Officer is surprise witness in Metheny defense Lawyers seek to make point on technicality


Defense lawyers for Joseph "Tiny" Metheny called a surprise witness yesterday in an effort to help their client avoid a possible death sentence -- the lead homicide detective who investigated the gruesome killing.

The lawyers are trying to show that the former Baltimore forklift operator does not deserve the death penalty because he did not commit an aggravating crime, such as sexual assault, when he allegedly killed Kimberly Spicer in 1996 when she was 23.

The defense called the detective to try to make a bizarre but important point: that Metheny, 43, preferred to have sex with dead women and necrophilia is not considered a crime in Maryland.

If Baltimore Circuit Judge Clifton J. Gordy finds that Metheny had sex or tried to have sex with Spicer while she was alive, and he is found guilty of first-degree murder, he could face death by lethal injection.

Defense lawyers do not contest the claim that Metheny performed a sex act with Spicer's body after her death. But they deny that he had sex with her while she was alive. Yesterday, they tried to establish that their client has demonstrated an unnatural preference for dead women.

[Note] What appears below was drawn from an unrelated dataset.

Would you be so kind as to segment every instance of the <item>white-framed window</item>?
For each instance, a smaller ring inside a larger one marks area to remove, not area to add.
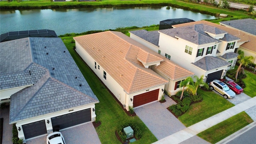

"Did Mr. Metheny discuss his necrophilia acts with you?" defense attorney Catherine Flynn asked Baltimore homicide Detective Homer M. Pennington.

"Yes," Pennington said.

Pennington and Flynn were referring to Metheny's contact with Cathy Ann Magaziner, 39, whom Metheny is also accused of killing. Her decapitated body was found in a shallow grave on the grounds of a Baltimore pallet company where Metheny worked as a forklift operator. Metheny is scheduled to go on trial in that case after the Spicer trial.

Defense attorneys also considered calling Spicer's mother to the stand yesterday as a witness for their case. But Metheny, a burly man covered with tattoos, including tear drops falling from the corners of both eyes, persuaded them not to call her.

"Please, don't do this," Metheny told them.

Spicer's mother, Kathie Price, was not called.

The defense then rested its case. Gordy said he will rule today or tomorrow on whether Metheny is guilty of aggravating crimes such as sexual assault. Closing arguments will follow, and Gordy, who is hearing the case without a jury, will decide whether Metheny is guilty of first-degree murder.

If Gordy finds Metheny guilty with aggravating circumstances, a separate trial will be held to determine whether he should receive a death sentence.

Metheny has claimed that he killed as many as 10 people, including two homeless men he was acquitted of slaying two years ago. After his acquittal, he said that he killed the men so he could steal $300 from one of the victims.

Metheny hung around the bars of Washington Boulevard in Southwest Baltimore, spending his $7-an-hour wages as a forklift operator on liquor, crack and heroin. Prosecutors say Spicer was a prime target: young, pretty and living on the edge of drugs and desperation.

Prosecutors say Metheny was with Spicer on Nov. 11, 1996, and he took her to a trailer, where he was temporarily living, at the pallet company on James Street. Spicer was stabbed 26 times, her body dumped in a field.

Metheny allegedly later told a friend, William Clinton Ashbrook Jr., that he needed help moving a body. Ashbrook testified this month that he thought it was a joke. That was before Metheny al- legedly moved a pile of trash andtires to reveal the decaying body of a young woman.

Ashbrook notified the FBI and the police. Spicer's body was discovered Dec. 15, 1996, beneath a trailer on the pallet company lot.